Friday's child is loving and giving. And in that, I would say that all children are, in spirit if not in fact, a Friday's child. For despite the self-centeredness of preservation, it is the very nature of a human child to love unconditionally.
Child abuse runs rampant in our world. We may not see it in the children we know from our neighborhood, or the ones we see at Church, for they are less likely to suffer; but those the counselors see at school are too often merely players on the stage of adult ignorance and rage.

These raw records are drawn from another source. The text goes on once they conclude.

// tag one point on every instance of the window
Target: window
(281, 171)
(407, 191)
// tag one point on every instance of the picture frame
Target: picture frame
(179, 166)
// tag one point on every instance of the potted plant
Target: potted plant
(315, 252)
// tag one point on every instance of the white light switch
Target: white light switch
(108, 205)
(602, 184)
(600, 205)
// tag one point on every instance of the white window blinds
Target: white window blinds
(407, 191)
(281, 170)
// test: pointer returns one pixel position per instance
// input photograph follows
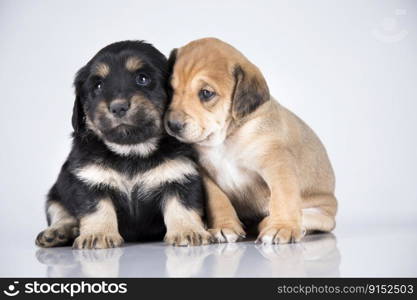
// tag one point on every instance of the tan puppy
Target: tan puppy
(261, 162)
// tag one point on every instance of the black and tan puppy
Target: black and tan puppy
(125, 179)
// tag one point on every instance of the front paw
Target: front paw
(280, 234)
(58, 235)
(188, 237)
(229, 233)
(98, 241)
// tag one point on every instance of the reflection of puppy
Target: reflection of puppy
(125, 179)
(263, 164)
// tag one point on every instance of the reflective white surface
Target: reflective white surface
(371, 251)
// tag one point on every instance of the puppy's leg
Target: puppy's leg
(62, 230)
(223, 221)
(283, 225)
(99, 229)
(184, 225)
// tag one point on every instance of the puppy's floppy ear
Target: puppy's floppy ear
(251, 90)
(78, 115)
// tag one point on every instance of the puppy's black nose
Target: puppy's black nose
(119, 108)
(175, 126)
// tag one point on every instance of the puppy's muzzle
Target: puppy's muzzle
(175, 126)
(119, 107)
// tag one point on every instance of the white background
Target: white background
(348, 68)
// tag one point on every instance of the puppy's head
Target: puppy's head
(213, 85)
(120, 93)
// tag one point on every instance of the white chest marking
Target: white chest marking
(169, 171)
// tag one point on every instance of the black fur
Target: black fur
(249, 93)
(140, 218)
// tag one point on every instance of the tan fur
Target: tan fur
(99, 230)
(184, 226)
(265, 162)
(102, 70)
(63, 227)
(133, 64)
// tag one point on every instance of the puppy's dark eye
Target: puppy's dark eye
(98, 86)
(143, 79)
(206, 95)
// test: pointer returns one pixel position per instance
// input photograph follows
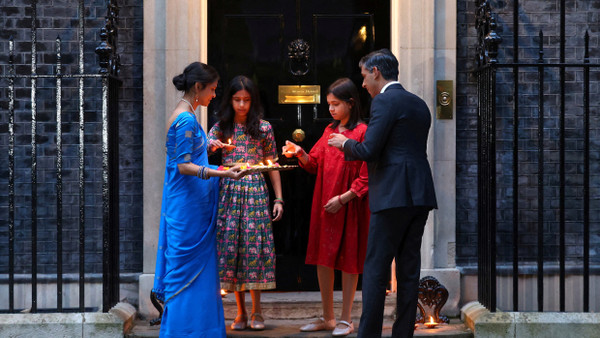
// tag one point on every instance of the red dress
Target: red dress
(338, 240)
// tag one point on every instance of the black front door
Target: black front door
(254, 38)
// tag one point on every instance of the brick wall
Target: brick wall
(60, 18)
(534, 16)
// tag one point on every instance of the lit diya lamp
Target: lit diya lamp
(430, 324)
(229, 146)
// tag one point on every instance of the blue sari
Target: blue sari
(186, 276)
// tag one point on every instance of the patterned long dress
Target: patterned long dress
(244, 228)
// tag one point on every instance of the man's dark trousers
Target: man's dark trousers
(393, 233)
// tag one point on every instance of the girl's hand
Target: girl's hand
(291, 149)
(333, 205)
(277, 211)
(236, 172)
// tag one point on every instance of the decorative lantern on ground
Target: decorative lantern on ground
(432, 297)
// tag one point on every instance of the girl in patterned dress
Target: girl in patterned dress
(244, 232)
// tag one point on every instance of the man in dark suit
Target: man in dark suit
(401, 192)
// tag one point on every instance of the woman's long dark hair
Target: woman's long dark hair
(195, 72)
(227, 113)
(345, 90)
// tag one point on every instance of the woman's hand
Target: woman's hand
(333, 205)
(277, 211)
(236, 172)
(291, 149)
(217, 144)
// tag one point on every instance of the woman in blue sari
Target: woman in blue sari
(186, 276)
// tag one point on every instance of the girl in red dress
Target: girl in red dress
(339, 221)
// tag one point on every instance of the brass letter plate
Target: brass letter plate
(299, 94)
(444, 100)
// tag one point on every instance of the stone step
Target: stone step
(300, 305)
(286, 312)
(291, 328)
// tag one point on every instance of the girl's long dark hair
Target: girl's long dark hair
(345, 90)
(226, 114)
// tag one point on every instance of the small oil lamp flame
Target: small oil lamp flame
(431, 324)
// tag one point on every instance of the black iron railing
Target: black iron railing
(488, 173)
(108, 75)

Too often these little ones come to the police station wearing ragged shirts, pants grown way too short flapping over bony ankles, shoes that fit two years ago now rundown at the back by heels that stick over, and usually clutching the hand of a younger child, who they know stands no chance in life without intervention by someone who can show love in a manner that does not include the back of a hand or a wielded belt.
And so they come, more and more each day, to stand quietly just inside the door, until someone notices them. They will clutch a stuffed bear given them by the volunteer at the front desk, and grasp a piece of candy, unwrapped because they know they'll need it later, and wait while adults they've never seen before decide their fate.
They try not to shuffle around, doing their best to remain soundless, invisible, trusting that this step was the right one, that eventually all will be well, that someone will care.
All they ask is a bed not on a cold floor, a blanket big enough to cover both feet and neck at the same time, and a world where there are no slaps in the face and no harsh words that sere their soul.
And so this day I celebrate the front-desk volunteers, the police who gently grasp little hands, the firemen who take up the unwanted child left carelessly behind and carry it to safety, emergency room personnel who find it first and alert authorities, and the teachers and counselors, the people who care daily as much for someone else's child as they do their own.